I’ve heard all sorts of objects lessons about purity and virtue. I’ve heard the chewed gum analogy relating men and women to pieces of gum and if they have sex before they’re married then they turn into a piece of chewed gum, who wants to have a piece of chewed gum?

Or the board analogy, if you “lose your virtue” you are like a board with nails in it. When you repent those nails are taken out again, but the scars still remain.

Or, perhaps the grossest one, the cupcake. Again, a person has premarital sex is related to a cupcake that has all of the frosting licked off. Nobody wants a cupcake that has been licked by someone else.

I struggle to even know where to begin with these analogies. First of all, I’ve only been taught one of these directly. It also only happened once. I don’t remember getting the purity lesson often in my young men’s classes. I’m sure we got it, but when it was taught there were no such analogies. I heard about all of these from women, most of them had heard every single one of these analogies more than once. They have purity and virtue beaten into them on a frequent basis.

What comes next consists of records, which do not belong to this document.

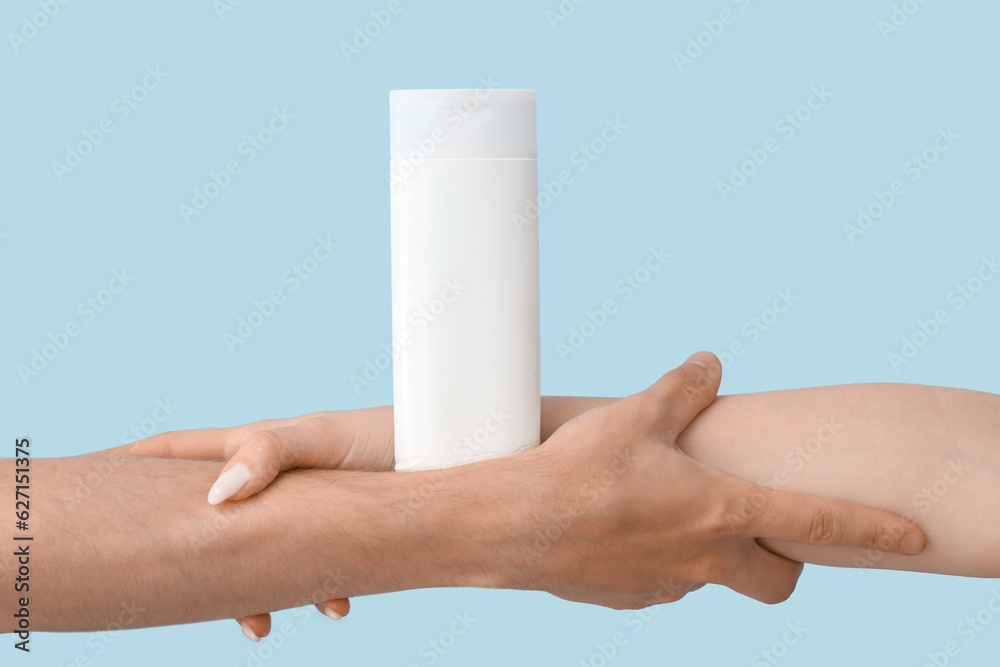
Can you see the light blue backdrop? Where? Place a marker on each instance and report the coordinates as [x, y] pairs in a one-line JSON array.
[[891, 78]]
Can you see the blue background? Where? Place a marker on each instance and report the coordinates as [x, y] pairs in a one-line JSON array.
[[324, 175]]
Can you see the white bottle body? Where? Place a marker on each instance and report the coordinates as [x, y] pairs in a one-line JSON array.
[[465, 309]]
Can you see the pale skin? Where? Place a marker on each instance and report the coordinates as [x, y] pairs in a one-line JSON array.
[[608, 487], [929, 453]]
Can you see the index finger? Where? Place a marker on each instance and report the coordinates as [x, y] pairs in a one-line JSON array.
[[795, 517]]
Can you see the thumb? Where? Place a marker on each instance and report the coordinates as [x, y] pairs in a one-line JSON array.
[[261, 456], [673, 401]]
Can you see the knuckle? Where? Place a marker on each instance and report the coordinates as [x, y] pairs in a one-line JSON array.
[[692, 382], [266, 451], [780, 592], [825, 526]]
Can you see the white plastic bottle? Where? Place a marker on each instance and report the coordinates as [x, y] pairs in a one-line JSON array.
[[465, 313]]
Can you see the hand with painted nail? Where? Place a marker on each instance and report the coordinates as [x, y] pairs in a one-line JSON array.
[[630, 520], [256, 453]]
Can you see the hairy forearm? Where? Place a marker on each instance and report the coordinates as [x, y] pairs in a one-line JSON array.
[[117, 535], [929, 453]]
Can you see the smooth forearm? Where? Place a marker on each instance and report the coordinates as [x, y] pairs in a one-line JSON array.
[[143, 538], [929, 453]]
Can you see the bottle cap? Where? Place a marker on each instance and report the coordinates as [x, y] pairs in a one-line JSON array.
[[462, 123]]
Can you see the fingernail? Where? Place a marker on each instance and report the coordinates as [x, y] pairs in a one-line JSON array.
[[706, 360], [229, 483], [913, 544], [248, 632]]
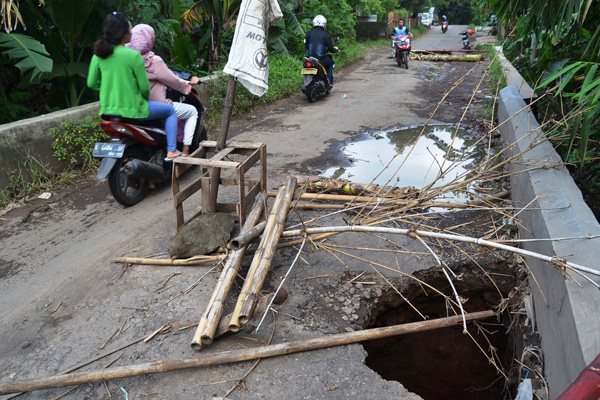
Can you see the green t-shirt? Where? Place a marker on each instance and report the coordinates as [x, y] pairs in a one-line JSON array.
[[122, 81]]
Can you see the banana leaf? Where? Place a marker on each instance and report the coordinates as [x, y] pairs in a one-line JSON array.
[[31, 53]]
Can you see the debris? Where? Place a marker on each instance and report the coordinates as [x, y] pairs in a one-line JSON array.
[[204, 234], [210, 319], [263, 258], [274, 350]]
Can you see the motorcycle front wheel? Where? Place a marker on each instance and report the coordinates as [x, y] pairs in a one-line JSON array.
[[311, 94], [125, 189]]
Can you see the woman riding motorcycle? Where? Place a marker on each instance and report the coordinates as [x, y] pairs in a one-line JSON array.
[[160, 76], [119, 74], [318, 43]]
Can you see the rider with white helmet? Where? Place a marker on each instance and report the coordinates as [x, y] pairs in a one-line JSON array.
[[318, 44]]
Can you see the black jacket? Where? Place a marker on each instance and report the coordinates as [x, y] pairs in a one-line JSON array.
[[318, 43]]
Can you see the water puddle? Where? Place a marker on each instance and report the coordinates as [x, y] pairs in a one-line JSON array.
[[417, 162]]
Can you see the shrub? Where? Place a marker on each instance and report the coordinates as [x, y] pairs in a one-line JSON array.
[[74, 141]]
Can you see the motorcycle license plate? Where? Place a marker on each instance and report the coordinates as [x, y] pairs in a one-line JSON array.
[[112, 150]]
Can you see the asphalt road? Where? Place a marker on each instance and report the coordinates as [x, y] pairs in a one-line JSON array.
[[62, 300]]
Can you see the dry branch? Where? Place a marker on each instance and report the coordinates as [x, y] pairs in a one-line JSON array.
[[155, 367], [264, 255], [210, 319]]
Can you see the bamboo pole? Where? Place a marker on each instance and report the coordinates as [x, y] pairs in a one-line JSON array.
[[245, 238], [161, 261], [215, 174], [267, 258], [235, 325], [340, 339], [556, 261], [263, 257], [441, 57], [210, 319]]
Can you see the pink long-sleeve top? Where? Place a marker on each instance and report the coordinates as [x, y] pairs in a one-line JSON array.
[[162, 77]]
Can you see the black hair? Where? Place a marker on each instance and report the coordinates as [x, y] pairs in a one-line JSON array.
[[116, 26]]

The main problem with these analogies is that sexual purity is not something that is taken away. It is not forcibly taken. Someone does not pound a nail or lick a cupcake or chew the gum. It is something shared. It is something voluntarily given.

Elizabeth Smart was still sexually pure. She was raped and did nothing wrong. This rhetoric has become lost in the church. We are afraid to talk about rape because it is scary or because maybe there are those that believe that if one is raped they lose their virtue. I’m not entirely sure.

The fact of the matter is that men and women who are raped, men and women who are molested, men and women who in any way are forced into any type of “sin” are still pure. They are still clean.

To say otherwise will ruin anyone who has been raped. It denies the agency that God has given us. It frustrates the fundamental core of the Atonement.

As a church we need to talk openly about sexual purity to both men and women. We need to emphasize that rape is horrible and that those who have been raped are not at fault.

This will encourage them to speak up and talk about their attack and seek help. Then, and only then, will real healing occur.